Lanús Campeón Campeonato de Primera División 2016
LA RESISTENCIA DE SAN LORENZO APENAS DURÓ HASTA QUE SE QUEBRÓ EL CERO
Una final sin equivalencias: terminó siendo un festival
Los cuatro goles hablan con claridad de una superioridad notable. Lanús bailó a un rival que no tuvo reacción.
La final no fue final. La final fue baile, lisa y llanamente. Fue baile del mejor Lanús -del Lanús al cabo campeón- a un San Lorezo que se asemejó a una mala caricatura. Cuando no existen las equivalencias, cuando el fútbol y los goles se encuentran de un solo lado, cuando la superioridad es tan mayúscula que asombra, cuando las individualidades de uno deslumbran y las del otro naufragan, cuando lo colectivo es granítico por acá y frágil como el cristal por allá, cuando ocurren todas estas cosas, sólo hay que esperar el the end del espectáculo para ver hasta que cifras llega la goleada. Lanús paró en cuatro... Y se dio la lógica más pura, tras noventa minutos muy buenos por la sublime producción del amo y señor del campeonato: Lanús es un equipo infinitamente superior a San Lorenzo.¿Por qué pasó lo que pasó en el Monumental?

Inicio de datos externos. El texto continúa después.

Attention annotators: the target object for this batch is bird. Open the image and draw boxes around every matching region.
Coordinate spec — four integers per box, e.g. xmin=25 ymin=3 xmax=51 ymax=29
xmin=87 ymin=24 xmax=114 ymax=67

Primero, por una cuestión de convicciones: Lanús de la mano de Jorge Almirón, sabe a que juega y ayer, en lo que fue una prueba de carácter (aprobada con la mayor de las holguras), lo supo mejor que nunca; San Lorenzo se mostró, por enésima vez, como lo que fue a lo largo de toda la competencia: un híbrido. Segundo, porque las diferencias de fútbol, de intensidad, de ritmo, de dinámica y de velocidad resultaron abismales, quizás como en pocas oportunidades se da en conjuntos de similares ambiciones. Tercero, porque Lanús impuso condiciones desde el minuto inicial a partir de la tenencia de la pelota -la monopolizó siempre y con una facilidad poco usual-, de la presión constante, de las ideas diáfanas y del ataque sin pausas; San Lorenzo jamás le encontró la vuelta a la propuesta de su adversario: fue un barco a la deriva que terminó hundiéndose sin remedio.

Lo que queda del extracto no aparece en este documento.